Things You Should Know About Police Misconduct In A Criminal Case

Police officers pledge the Law Enforcement Oath of Honour at the beginning of their job. This oath maintains the values of honor, bravery, and honesty towards the community and the law. Sadly, not every individual who takes this pledge upholds these values.

Police misconduct is illegal or unconstitutional behaviors that violate a person’s constitutional rights. Despite the fact that police misconduct includes a wide variety of offenses that could influence the outcome of a criminal case, news headlines usually focus on physical misbehavior, sometimes known as police brutality. If you ever face police brutality or misconduct in a criminal case, make sure to hire an experienced attorney

Things you should know about police misconduct in a criminal case

Police misconduct happens when an officer violates the rights of another person while performing their job duties or when they engage in criminal activity (such as drug usage, sexual assault, etc.).

Police misbehavior may take many other forms, but not only these.

  1. False confessions

False confessions that were coerced may have been made as a result of an error in procedure, including persuasion, harassment, or other psychological pressure. Acknowledging responsibility for an offense for which the perpetrator is not accountable is a false confession.

  1. False arrest

An arrest was performed without a warrant or with no probable cause. False arrests violate a person’s Fourth Amendment protection from unreasonable search and seizure.

  1. False imprisonment

It occurs if an officer purposefully restricts another person’s movement within a space without a person’s authorization, explanation, or legal power to do so.

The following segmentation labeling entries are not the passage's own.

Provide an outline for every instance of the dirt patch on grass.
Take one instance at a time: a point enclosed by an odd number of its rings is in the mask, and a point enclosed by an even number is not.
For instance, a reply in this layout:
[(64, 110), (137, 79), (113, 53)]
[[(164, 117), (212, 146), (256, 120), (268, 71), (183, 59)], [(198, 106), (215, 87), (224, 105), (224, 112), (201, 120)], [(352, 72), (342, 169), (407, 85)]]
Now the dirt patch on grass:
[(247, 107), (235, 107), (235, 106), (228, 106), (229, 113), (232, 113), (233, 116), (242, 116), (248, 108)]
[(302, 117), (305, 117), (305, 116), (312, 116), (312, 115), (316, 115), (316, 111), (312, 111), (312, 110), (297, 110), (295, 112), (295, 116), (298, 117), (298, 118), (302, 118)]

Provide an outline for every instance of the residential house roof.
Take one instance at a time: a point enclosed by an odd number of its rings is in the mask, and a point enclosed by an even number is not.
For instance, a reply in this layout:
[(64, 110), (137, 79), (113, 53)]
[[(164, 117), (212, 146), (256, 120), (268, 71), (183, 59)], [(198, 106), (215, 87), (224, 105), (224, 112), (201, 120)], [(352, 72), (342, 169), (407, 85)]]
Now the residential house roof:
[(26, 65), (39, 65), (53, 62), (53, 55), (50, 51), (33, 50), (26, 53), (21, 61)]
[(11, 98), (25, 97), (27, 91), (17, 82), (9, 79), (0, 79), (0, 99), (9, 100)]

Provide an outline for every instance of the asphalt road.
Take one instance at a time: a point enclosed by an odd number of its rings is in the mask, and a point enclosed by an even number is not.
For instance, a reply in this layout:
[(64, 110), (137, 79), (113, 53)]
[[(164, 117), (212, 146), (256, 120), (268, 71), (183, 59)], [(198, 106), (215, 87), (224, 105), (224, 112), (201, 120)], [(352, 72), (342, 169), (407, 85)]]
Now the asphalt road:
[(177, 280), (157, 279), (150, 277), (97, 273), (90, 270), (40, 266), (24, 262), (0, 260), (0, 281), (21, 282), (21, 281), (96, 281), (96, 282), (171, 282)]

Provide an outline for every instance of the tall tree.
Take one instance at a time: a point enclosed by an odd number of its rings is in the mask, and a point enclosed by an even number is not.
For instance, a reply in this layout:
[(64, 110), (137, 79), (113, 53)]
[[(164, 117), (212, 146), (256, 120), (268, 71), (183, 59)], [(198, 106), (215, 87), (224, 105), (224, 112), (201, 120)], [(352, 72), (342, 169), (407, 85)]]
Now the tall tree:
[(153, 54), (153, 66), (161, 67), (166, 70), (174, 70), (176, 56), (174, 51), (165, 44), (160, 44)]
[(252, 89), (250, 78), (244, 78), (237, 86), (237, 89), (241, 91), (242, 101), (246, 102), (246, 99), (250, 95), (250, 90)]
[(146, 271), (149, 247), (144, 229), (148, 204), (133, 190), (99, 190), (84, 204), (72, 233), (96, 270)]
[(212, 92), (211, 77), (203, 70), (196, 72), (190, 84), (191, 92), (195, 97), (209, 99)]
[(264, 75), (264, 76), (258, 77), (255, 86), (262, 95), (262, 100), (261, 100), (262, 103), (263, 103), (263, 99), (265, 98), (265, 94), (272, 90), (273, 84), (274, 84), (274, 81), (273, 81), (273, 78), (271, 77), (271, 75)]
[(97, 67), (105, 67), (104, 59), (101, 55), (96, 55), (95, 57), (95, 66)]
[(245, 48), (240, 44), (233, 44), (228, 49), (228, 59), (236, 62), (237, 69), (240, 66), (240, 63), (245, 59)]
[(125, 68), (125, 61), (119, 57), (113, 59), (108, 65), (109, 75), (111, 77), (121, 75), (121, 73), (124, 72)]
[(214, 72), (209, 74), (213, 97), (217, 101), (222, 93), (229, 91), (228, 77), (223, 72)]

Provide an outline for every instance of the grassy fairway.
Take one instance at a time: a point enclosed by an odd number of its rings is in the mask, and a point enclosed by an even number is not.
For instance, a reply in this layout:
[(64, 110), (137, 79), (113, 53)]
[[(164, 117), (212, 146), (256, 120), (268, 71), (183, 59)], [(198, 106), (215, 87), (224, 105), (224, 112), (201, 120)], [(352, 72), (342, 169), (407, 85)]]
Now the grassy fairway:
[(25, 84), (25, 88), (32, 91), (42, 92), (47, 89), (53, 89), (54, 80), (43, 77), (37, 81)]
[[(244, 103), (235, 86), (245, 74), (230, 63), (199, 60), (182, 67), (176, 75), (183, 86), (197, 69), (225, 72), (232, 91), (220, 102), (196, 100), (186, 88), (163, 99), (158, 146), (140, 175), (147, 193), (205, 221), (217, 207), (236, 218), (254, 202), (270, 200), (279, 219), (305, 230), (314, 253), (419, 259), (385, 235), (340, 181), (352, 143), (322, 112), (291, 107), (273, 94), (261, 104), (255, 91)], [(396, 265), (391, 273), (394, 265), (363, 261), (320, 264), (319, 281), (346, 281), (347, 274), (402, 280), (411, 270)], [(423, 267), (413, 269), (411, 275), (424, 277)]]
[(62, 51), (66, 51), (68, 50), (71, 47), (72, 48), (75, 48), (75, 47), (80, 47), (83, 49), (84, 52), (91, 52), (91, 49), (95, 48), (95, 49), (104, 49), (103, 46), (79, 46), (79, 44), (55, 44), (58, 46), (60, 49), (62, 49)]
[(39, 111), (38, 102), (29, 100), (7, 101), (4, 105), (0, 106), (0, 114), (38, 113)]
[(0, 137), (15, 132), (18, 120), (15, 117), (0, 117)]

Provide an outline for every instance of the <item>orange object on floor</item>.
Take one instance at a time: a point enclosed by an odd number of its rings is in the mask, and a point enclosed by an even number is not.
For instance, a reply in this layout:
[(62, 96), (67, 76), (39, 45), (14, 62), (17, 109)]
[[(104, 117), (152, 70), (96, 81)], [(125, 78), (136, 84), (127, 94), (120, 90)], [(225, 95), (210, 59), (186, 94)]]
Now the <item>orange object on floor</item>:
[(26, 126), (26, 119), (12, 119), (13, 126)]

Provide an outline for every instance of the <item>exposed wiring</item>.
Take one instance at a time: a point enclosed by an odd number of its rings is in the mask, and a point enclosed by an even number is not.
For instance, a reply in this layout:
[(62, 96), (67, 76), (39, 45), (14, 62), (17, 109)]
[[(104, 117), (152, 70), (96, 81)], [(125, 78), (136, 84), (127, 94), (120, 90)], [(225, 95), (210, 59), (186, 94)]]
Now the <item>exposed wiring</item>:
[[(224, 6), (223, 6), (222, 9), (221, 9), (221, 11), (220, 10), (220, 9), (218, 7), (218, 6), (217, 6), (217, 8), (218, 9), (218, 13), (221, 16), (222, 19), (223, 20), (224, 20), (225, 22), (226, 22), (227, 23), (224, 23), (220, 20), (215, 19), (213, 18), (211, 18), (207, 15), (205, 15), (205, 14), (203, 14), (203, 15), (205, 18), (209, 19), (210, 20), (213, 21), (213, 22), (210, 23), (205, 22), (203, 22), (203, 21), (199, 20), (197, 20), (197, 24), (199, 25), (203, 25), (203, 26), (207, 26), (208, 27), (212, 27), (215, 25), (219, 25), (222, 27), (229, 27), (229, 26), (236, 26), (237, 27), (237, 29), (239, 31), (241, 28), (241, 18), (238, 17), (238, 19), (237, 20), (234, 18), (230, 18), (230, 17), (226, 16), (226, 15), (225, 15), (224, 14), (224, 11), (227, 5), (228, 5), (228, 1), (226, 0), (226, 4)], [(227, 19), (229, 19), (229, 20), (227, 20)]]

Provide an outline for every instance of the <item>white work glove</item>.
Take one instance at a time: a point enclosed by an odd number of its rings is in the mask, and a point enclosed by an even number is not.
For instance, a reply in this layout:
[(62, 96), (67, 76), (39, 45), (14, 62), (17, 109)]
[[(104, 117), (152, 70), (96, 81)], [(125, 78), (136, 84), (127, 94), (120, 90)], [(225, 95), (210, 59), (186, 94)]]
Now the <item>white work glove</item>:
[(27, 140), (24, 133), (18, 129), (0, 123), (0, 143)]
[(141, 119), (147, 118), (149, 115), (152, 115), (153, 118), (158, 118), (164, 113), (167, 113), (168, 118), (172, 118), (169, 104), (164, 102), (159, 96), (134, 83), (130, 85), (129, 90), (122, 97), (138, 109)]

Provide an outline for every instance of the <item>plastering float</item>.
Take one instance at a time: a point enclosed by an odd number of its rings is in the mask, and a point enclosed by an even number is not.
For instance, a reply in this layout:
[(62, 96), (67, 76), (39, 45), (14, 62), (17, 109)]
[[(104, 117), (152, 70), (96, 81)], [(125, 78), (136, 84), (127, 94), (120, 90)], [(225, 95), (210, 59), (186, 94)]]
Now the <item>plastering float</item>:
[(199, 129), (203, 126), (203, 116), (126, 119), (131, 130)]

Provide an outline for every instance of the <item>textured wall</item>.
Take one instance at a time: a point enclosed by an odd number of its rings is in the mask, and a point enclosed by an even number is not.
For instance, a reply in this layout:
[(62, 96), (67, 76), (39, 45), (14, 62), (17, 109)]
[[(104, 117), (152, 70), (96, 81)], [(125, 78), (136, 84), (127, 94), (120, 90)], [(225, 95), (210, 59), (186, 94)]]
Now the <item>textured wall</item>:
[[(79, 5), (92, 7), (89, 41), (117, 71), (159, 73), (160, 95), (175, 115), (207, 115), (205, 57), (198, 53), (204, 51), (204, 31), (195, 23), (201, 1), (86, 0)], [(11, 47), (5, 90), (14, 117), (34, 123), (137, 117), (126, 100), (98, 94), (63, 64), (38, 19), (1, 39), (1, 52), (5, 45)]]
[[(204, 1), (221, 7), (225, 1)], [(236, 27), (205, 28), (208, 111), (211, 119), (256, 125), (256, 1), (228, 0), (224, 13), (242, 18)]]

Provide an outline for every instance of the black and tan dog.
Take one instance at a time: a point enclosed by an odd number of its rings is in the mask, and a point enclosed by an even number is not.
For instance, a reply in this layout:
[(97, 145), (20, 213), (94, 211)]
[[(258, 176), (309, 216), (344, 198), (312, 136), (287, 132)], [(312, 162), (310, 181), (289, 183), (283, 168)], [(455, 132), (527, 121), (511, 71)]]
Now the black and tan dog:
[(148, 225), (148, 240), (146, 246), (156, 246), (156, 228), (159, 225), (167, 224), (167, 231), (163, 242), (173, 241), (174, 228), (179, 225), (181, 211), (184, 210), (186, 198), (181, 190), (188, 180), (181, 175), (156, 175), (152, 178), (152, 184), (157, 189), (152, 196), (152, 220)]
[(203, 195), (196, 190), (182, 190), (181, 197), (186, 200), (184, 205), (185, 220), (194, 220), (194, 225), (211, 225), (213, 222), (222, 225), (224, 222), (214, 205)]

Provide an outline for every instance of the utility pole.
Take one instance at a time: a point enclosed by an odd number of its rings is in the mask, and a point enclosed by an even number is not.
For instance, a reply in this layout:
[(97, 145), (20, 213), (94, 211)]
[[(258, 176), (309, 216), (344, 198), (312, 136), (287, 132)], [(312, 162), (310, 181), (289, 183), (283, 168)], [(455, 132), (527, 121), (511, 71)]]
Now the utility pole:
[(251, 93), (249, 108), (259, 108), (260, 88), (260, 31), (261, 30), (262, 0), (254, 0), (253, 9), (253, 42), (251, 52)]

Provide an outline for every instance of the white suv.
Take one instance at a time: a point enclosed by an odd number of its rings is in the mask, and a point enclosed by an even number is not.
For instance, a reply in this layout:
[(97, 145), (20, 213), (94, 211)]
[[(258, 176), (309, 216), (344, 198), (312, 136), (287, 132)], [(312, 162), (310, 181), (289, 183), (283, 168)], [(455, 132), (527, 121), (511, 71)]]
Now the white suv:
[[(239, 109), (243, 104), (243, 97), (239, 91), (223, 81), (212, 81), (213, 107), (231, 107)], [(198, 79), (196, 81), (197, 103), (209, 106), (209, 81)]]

  1. Falsification of evidence

It is the purposeful fabrication or presentation of false evidence in a court procedure and involves the handing over false, falsified, forged, or otherwise impacted evidence.

  1. Police perjury 

It happens when an officer “makes the case” against a suspect they think of to be guilty of lying through false testimony.

  1. Witness tampering 

It occurs when police make an attempt to get a witness to provide a false consideration, conceal testimony or data, or put excessive pressure on a witness to skip a hearing to which they have been summoned.

How Can Police Misconduct Affect a Criminal Case?

In a criminal case, the defense attorney’s job is to put reasonable doubt in the jury’s mind. A prosecutor, judge, or jury might view the facts of a case differently as an outcome of misconduct by law enforcement officers or evidence that casts questions on the reliability of the police-provided evidence.

For example, prosecutors are often the first to evaluate a possible case, and often the only piece of evidence they have is a police report that helps them decide whether to pursue the case or not.